Not particularly relevant to the machine itself, but when it came to choosing a controller, I opted to port GRBL to Raspberry Pi rather than using an Arduino.  The board costs about the same and has a lot more power, which I figured might be handy if I needed to implement the coordinate transformation in using a CPU-intensive hack.

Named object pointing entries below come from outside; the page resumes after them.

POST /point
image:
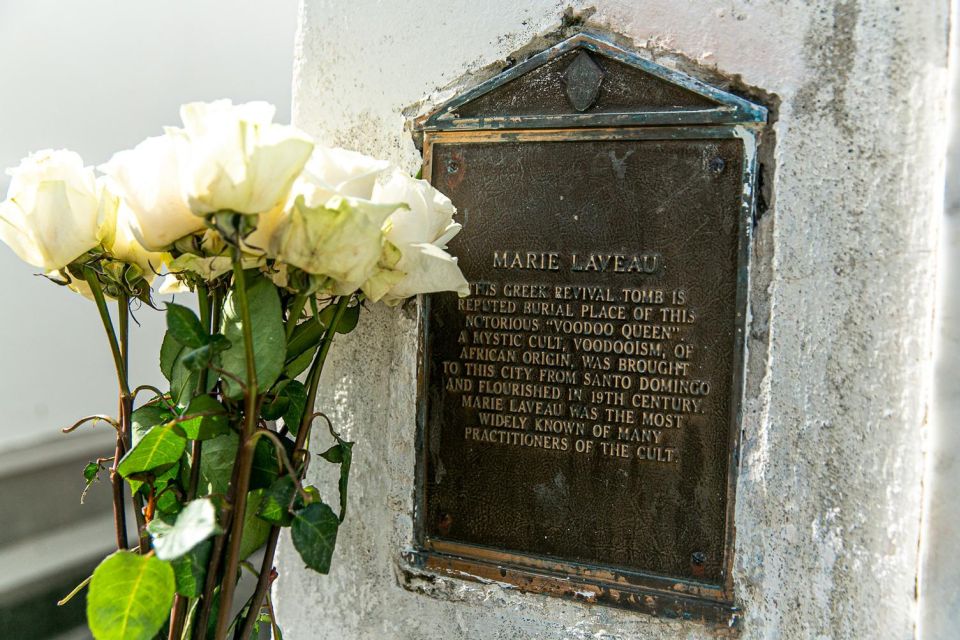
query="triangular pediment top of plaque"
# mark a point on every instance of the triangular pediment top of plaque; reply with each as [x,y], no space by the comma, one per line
[589,81]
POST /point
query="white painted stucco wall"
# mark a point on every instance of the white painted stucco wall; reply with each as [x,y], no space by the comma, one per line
[99,76]
[829,494]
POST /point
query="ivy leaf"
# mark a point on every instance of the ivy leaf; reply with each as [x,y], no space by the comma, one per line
[210,419]
[216,463]
[146,418]
[275,507]
[130,597]
[314,533]
[185,327]
[159,450]
[269,336]
[342,454]
[190,569]
[255,530]
[194,524]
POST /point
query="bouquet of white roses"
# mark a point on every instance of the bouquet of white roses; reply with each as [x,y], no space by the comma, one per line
[282,241]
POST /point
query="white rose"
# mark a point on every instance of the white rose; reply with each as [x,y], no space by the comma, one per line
[341,240]
[234,158]
[419,233]
[147,178]
[54,213]
[126,247]
[337,172]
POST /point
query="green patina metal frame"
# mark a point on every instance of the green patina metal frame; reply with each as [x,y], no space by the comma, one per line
[732,117]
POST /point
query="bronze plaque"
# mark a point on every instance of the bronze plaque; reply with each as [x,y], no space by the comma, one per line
[580,410]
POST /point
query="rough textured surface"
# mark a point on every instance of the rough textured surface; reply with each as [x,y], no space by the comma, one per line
[828,506]
[939,583]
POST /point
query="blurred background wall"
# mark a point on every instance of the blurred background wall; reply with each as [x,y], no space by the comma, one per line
[96,76]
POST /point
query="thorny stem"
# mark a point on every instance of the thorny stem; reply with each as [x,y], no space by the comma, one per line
[265,580]
[119,520]
[178,615]
[244,464]
[296,308]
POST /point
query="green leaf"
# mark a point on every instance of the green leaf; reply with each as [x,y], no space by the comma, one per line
[91,474]
[342,454]
[314,533]
[196,523]
[159,450]
[91,471]
[266,466]
[216,463]
[190,569]
[183,383]
[275,507]
[269,337]
[185,327]
[298,365]
[211,419]
[306,336]
[130,597]
[255,530]
[169,350]
[201,357]
[159,482]
[146,418]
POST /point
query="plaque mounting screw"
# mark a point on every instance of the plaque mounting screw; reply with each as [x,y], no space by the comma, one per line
[582,79]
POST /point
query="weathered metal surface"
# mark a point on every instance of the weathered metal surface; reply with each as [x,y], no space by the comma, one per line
[579,413]
[635,92]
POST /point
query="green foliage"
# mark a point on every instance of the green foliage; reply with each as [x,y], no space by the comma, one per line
[156,452]
[314,533]
[255,530]
[185,327]
[190,569]
[342,454]
[303,343]
[216,463]
[147,417]
[194,524]
[206,419]
[130,597]
[296,395]
[91,473]
[277,500]
[266,464]
[201,357]
[269,336]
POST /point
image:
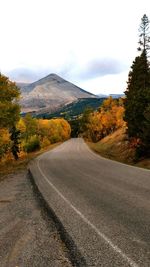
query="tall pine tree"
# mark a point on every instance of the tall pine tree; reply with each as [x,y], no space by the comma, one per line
[138,93]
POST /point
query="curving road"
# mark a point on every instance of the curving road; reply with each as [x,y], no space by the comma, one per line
[103,205]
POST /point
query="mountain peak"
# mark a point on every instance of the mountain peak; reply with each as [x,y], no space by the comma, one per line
[50,93]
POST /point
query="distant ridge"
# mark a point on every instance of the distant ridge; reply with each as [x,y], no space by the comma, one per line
[49,94]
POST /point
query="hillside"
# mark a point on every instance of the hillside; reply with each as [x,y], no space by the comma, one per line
[75,108]
[50,93]
[117,147]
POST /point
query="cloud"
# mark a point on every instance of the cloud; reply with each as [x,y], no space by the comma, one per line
[98,68]
[27,75]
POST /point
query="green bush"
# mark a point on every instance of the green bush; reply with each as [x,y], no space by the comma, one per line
[33,144]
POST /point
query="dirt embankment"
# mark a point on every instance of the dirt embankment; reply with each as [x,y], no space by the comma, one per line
[28,235]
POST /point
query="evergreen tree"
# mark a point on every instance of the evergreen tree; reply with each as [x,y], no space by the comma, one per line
[10,111]
[138,91]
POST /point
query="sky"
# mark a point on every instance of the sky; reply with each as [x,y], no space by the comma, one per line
[91,43]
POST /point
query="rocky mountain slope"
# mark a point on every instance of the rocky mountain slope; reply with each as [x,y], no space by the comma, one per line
[49,94]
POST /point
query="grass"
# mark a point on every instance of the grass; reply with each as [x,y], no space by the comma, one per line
[117,147]
[12,166]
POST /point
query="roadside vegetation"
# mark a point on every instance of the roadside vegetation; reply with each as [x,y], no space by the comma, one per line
[118,129]
[20,137]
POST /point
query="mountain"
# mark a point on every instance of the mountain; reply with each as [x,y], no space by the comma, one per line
[74,109]
[50,93]
[116,95]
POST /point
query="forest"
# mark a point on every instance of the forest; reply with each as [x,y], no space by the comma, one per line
[22,135]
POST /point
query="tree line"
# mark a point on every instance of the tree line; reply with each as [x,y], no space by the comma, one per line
[20,135]
[133,112]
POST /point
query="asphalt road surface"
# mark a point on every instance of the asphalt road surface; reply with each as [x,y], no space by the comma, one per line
[104,206]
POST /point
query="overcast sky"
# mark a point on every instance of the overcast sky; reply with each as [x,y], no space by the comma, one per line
[91,43]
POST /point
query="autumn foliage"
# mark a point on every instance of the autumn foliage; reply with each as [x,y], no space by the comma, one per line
[98,124]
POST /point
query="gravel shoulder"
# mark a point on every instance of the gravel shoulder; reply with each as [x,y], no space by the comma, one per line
[28,236]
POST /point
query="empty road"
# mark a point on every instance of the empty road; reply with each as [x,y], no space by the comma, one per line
[103,205]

In the next section I'll cover the many things that are still missing, but here's the end result for the machine in its current state.  I taped a marker to the spindle and had it draw the Hackaday skull and wrenches.  No Z-axis means no lifting the pen between segments, and no coordinate transform means that the image gets distorted in interesting ways, although it's still quite recognizable when drawn in that part of the space:



Things to improve

This is just a prototype.  Here's what needs improvement:

  • Backlash.  I measured about 0.010" backlash in the ring and spur gears, which is great for a starter motor on an engine, but terrible for a CNC machine.  I found a worm gear that will drive those threads with more torque (and more steps per inch), but it'd increase the mechanical complexity and I'm not sure if it'd improve the lash.
  • There's no Z axis!  Fittingly for a machine that's all about rotary axes, the up-down Z-axis, which needs to be linear, ended up taking more time than the rest of the project combined.  I never did manage to create linear motion that I was happy with, so to get it into some semblance of working I finally just bored out a piece of aluminum and held the spindle in place with a big set screw.
  • Software support.  The math for rectangular->polar coordinates really is quite simple, but integrating it with a G-code interpreter is another matter.  I managed to port GRBL to Raspberry Pi, but its assumptions about rectangular coordinates are baked in pretty deeply.  My research into TinyG and LinuxCNC don't make me optimistic.
  • Most of the machine is still made out of prototype MDF parts.  The plan was to start with MDF, then re-do with aluminum, then use steel or cast iron for the final draft.  I never got that far, so the black parts you see are just spray-painted MDF.
  • Work-holding, tuning and calibration are completely unaddressed.